Инспекторская квартира оказалась большая (6–7 комнат), а мебели было мало. Например, в огромном зале, настоящей "бальной" зале пар на двадцать, — лишь несколько стульев. Впоследствии, когда в семинарию приехал Саблер, он обратил внимание на недостаток мебели.
— Ну и пустыня же у вас… — заметил он.
С непривычки я терялся в этих просторных покоях. Семья инспектора ютилась теперь в двух комнатах и впредь до устройства ее судьбы я разрешил ей остаться.
По приезде я тотчас отправился к ректору. Предполагал, что встречу либо поникшего, раздавленного пережитой катастрофой человека, либо мрачного, возмущенного учиненной над ним расправой, озлобленного начальника. Вхожу, подымаюсь во второй этаж… и вдруг слышу раскаты хохота. Открываю дверь — и мне навстречу идет веселый, красивый архимандрит — и приветливо:
— А… отец инспектор! Пожалуйте!..
Тут же и его собеседник, какой-то священник.
Встретить ректора в столь благодушном настроении я никак не ожидал. Завязалась беседа. Я узнал, что он уже успел побывать в Петербурге и решил по отношению к семинарии взять курс решительный и крутой.
Мне хотелось знать, чем он объясняет трагическое событие: был ли это акт безумия или проявление коллективного недовольства. О.Никон мне доказывал, что всему виной старая, скверная закваска, гниль, которая проела семинарские порядки; он обвинял жену инспектора, которая поселила раздор между главными начальствующими лицами, что отразилось и на настроении семинаристов. По мнению о. Никона, надлежало приняться без промедления за выкорчевывание зла. Исключение 75 семинаристов и было началом этого "выкорчевывания".
Суд над "бунтовщиками" состоялся до моего приезда, и это было большим для меня облегчением. Тяжесть соучастия в нем Господь от меня отвел, но все же мне предстояло пережить мучительное испытание — объявлять осужденным семинаристам состоявшиеся о них приговоры. С этого испытания моя инспекторская служба и началась.
Я приехал 16 августа, 17-18-го стали съезжаться семинаристы. Проскрипционные списки у меня в руках… Ученики вручают мне свои отпускные билеты. Я заглядываю в списки…
— Вы уже не состоите…
От этих слов одни бледнеют, другие краснеют… У всех вид затравленных зайцев.
— За что? Почему?..
— Я новый человек. Я ничего не знаю, — говорю я.
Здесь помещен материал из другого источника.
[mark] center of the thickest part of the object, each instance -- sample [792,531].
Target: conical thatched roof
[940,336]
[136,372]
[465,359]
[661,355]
Некоторые семинаристы уходят, с озлоблением хлопнув дверью.
Не найдешь фамилии в списках, скажешь "идите", — и просияет юноша, за минуту до того дрожавший от страха.
За этой пыткой моей последовала другая: просьбы, слезы, рыдания родителей, провинившихся учеников. Знаешь, что исключение из семинарии для семьи ужас, слезы… — и в растерянности недоумеваешь, что сказать какой-нибудь бедной диаконице, издалека притащившейся в город, когда все ее мольбы и плач напрасны…
Хотя я был лишь исполнителем чужих постановлении, а недоброе чувство ко мне у родителей и учеников все же возникало.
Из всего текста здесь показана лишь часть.